Il y a quelques jours les passagers du Paris revenant de la Conférence de Washington causaient déjà avec la France alors que le navire était encore à des centaines de kilomètres de la côte, et plus que toute autre cette expérience a appris aux Français l’existence réelle de cette merveille : la téléphonie sans fil. C’est peut-être après tout parce que le Paris portait dans ses flancs un des plus habiles et des plus éloquents porte-voix qui soit en notre pays de verbe sonore. Car les choses sont ainsi faites chez nous, que les acteurs nous intéressent plus que la pièce et que tel chef-d’œuvre n’a eu l’aumône d’un regard qu’à cause de la cravate de l’interprète.
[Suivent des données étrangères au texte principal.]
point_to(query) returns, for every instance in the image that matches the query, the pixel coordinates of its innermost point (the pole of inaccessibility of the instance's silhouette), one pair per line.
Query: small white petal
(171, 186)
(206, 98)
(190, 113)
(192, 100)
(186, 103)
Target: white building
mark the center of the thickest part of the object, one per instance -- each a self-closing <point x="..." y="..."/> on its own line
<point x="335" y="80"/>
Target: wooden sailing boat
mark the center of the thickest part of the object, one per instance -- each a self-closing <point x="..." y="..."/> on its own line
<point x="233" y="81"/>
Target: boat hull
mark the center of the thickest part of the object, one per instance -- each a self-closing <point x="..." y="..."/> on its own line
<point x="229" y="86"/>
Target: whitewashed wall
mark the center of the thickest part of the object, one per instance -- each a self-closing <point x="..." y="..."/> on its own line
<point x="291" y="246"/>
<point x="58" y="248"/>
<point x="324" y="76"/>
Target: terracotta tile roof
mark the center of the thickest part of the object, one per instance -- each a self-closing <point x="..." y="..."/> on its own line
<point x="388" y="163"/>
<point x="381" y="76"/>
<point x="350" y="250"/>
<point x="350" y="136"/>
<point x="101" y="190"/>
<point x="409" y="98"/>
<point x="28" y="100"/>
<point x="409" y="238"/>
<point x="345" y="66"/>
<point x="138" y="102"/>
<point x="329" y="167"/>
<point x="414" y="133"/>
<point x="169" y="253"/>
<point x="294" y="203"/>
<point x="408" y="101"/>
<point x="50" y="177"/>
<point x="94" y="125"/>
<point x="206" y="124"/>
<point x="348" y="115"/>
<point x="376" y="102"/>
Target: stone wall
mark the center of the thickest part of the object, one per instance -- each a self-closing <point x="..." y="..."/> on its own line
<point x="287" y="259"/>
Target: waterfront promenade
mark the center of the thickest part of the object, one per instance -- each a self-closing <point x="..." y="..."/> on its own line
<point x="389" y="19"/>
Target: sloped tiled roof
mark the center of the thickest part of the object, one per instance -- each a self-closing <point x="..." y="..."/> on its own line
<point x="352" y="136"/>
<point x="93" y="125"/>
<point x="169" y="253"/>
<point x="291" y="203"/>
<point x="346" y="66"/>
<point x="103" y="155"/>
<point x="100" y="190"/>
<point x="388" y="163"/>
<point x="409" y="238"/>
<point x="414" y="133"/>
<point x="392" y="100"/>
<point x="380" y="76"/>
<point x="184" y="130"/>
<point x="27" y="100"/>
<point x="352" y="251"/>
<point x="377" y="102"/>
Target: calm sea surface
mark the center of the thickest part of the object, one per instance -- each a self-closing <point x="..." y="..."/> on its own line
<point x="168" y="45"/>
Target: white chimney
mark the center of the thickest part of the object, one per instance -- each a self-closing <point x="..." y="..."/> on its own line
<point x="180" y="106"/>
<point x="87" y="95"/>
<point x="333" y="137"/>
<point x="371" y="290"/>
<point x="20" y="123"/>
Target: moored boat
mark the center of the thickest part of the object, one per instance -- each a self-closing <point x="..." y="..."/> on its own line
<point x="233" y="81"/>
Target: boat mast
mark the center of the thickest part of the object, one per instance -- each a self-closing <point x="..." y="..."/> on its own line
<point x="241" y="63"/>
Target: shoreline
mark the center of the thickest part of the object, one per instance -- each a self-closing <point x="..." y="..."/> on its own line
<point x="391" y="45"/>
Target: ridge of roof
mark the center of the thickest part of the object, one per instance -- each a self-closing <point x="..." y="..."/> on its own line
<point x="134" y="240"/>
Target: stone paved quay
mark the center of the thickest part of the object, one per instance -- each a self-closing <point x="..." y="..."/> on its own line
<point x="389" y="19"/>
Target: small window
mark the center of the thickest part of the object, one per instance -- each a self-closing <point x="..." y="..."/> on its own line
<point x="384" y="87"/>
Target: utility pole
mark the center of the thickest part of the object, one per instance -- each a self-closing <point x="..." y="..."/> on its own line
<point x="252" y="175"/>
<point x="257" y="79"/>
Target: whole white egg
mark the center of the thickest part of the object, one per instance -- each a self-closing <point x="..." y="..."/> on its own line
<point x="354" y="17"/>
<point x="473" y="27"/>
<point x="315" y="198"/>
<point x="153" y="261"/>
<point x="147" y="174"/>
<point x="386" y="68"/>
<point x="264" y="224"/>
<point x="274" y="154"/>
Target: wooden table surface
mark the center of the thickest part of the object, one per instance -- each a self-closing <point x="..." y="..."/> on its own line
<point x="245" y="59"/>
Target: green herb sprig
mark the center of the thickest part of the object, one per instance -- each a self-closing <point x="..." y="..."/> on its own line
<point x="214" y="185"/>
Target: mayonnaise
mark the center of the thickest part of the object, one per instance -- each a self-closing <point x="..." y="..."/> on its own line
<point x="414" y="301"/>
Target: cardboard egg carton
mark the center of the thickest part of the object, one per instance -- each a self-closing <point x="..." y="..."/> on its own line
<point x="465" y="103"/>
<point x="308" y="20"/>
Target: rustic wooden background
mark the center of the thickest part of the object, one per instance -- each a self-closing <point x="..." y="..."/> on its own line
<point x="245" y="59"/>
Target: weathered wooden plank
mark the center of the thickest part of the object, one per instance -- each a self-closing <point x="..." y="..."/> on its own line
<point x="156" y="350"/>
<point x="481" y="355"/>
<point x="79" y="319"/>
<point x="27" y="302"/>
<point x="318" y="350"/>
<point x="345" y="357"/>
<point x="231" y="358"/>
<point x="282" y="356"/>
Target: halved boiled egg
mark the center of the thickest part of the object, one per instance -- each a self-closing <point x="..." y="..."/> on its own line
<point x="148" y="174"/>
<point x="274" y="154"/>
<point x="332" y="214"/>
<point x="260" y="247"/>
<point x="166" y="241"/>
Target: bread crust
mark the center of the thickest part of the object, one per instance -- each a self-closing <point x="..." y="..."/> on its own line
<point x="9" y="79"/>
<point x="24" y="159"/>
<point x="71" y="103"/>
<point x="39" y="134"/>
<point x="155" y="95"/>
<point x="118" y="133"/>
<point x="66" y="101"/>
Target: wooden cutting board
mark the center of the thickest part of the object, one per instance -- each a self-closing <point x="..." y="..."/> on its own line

En fait, le poste de la Tour Eiffel a déjà commencé depuis quelque temps à faire pour le compte de l’Administration des P. T. T. des émissions téléphoniques sans fil. Bien que l’appareil employé ne soit encore que d’assez faible puissance (1 kilowatt environ), le paquebot Paris a pu entendre les émissions jusqu’à 1 500 kilomètres grâce à un récepteur perfectionné.

Avant d’expliquer comment on obtient ces résultats merveilleux qui seront bientôt dépassés, quelques mots marquant les étapes antérieures de la découverte doivent trouver leur place ici.
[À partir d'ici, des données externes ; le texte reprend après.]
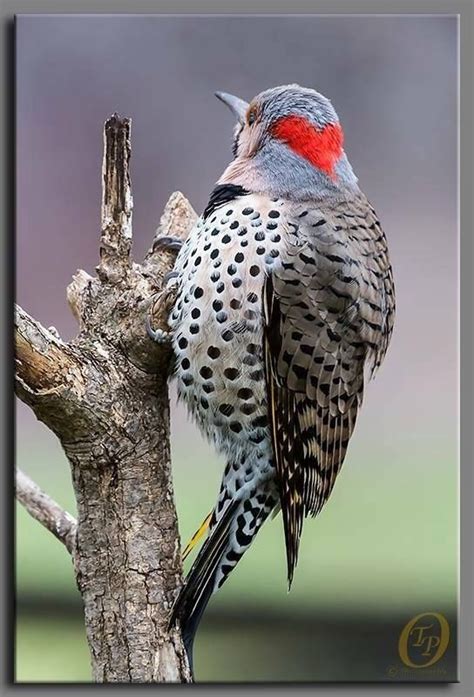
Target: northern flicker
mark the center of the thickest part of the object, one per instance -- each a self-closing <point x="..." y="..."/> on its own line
<point x="285" y="305"/>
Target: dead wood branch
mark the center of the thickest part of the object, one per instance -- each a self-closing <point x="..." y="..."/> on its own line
<point x="104" y="394"/>
<point x="42" y="508"/>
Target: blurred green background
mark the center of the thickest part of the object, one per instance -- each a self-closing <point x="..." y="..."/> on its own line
<point x="383" y="550"/>
<point x="385" y="547"/>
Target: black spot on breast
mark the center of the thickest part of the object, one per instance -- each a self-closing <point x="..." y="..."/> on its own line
<point x="222" y="194"/>
<point x="226" y="409"/>
<point x="260" y="422"/>
<point x="248" y="408"/>
<point x="257" y="439"/>
<point x="213" y="352"/>
<point x="244" y="393"/>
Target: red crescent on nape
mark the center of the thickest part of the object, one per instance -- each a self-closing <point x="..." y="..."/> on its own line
<point x="322" y="147"/>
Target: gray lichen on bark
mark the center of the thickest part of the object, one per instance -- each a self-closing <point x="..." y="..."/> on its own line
<point x="105" y="395"/>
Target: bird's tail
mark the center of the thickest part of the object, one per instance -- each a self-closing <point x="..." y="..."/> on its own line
<point x="200" y="581"/>
<point x="229" y="538"/>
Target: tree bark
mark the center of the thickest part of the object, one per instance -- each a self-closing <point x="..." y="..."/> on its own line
<point x="105" y="396"/>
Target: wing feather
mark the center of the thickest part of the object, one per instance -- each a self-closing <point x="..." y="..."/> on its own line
<point x="326" y="314"/>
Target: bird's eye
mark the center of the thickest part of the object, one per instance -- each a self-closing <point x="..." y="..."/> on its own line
<point x="252" y="116"/>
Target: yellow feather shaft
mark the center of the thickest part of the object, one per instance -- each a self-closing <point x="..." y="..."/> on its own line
<point x="197" y="536"/>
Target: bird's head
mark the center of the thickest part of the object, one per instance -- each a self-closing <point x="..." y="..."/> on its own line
<point x="288" y="142"/>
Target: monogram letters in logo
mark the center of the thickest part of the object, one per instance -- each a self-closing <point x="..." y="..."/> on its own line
<point x="424" y="640"/>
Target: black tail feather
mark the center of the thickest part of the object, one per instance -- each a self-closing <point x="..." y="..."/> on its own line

Il semble que les premiers essais de téléphonie sans fil aient été faits il y a de longues années déjà par le Danois Poulsen au moyen d’un arc de son système. Poulsen est cet inventeur ingénieux dont on a pu admirer, à l’Exposition universelle de 1900, le « Télégraphone, » ce singulier appareil à la fois enregistreur et émetteur de son et qui, lorsqu’on parlait devant lui, enregistrait la voix sur une lame de métal aimantée en mouvement qui, déroulée à nouveau plus tard, restituait fidèlement les paroles gardées par elle électriquement et sans l’empreinte purement mécanique des phonographes ordinaires.
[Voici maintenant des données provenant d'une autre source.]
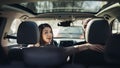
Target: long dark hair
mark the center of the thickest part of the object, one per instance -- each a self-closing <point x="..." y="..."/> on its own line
<point x="41" y="27"/>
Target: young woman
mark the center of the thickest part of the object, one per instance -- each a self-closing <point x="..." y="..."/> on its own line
<point x="46" y="39"/>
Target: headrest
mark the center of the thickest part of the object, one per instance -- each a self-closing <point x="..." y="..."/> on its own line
<point x="44" y="56"/>
<point x="28" y="33"/>
<point x="97" y="31"/>
<point x="112" y="50"/>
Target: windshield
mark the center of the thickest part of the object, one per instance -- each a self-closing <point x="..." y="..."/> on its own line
<point x="64" y="6"/>
<point x="70" y="32"/>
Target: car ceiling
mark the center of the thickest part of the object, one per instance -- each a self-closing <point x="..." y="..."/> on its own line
<point x="54" y="15"/>
<point x="20" y="1"/>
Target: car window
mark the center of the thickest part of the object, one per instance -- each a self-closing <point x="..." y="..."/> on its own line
<point x="71" y="32"/>
<point x="116" y="26"/>
<point x="13" y="31"/>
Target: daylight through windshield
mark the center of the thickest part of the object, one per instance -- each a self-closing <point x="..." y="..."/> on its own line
<point x="64" y="6"/>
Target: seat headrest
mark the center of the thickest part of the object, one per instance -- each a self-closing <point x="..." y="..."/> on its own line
<point x="97" y="31"/>
<point x="112" y="50"/>
<point x="44" y="56"/>
<point x="28" y="33"/>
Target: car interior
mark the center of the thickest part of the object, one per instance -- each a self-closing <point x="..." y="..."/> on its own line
<point x="19" y="21"/>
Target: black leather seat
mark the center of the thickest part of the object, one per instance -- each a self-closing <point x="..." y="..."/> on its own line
<point x="97" y="32"/>
<point x="28" y="33"/>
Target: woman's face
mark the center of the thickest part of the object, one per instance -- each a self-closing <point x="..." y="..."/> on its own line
<point x="47" y="35"/>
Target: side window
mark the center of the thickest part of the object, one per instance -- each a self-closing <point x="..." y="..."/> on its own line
<point x="13" y="31"/>
<point x="116" y="26"/>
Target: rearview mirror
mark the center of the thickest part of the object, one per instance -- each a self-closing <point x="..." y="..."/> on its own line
<point x="65" y="23"/>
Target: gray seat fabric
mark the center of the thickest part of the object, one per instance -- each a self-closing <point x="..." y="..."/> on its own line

Poulsen a eu d’autre part l’idée de faire de la T. S. F. au moyen des ondes qu’émet dans des conditions déterminées un arc électrique parcouru par un courant. Les ondes hertziennes ainsi obtenues ont une grande fixité, une continuité excellente, en quoi elles sont supérieures aux ondes saccadées et rapidement amorties qu’émet l’étincelle électrique ordinaire. L’arc de Poulsen a marqué une étape importante dans les progrès de la télégraphie sans fil, et c’est avec cet appareil que Poulsen fit les premiers essais couronnés de succès de téléphonie sans fil.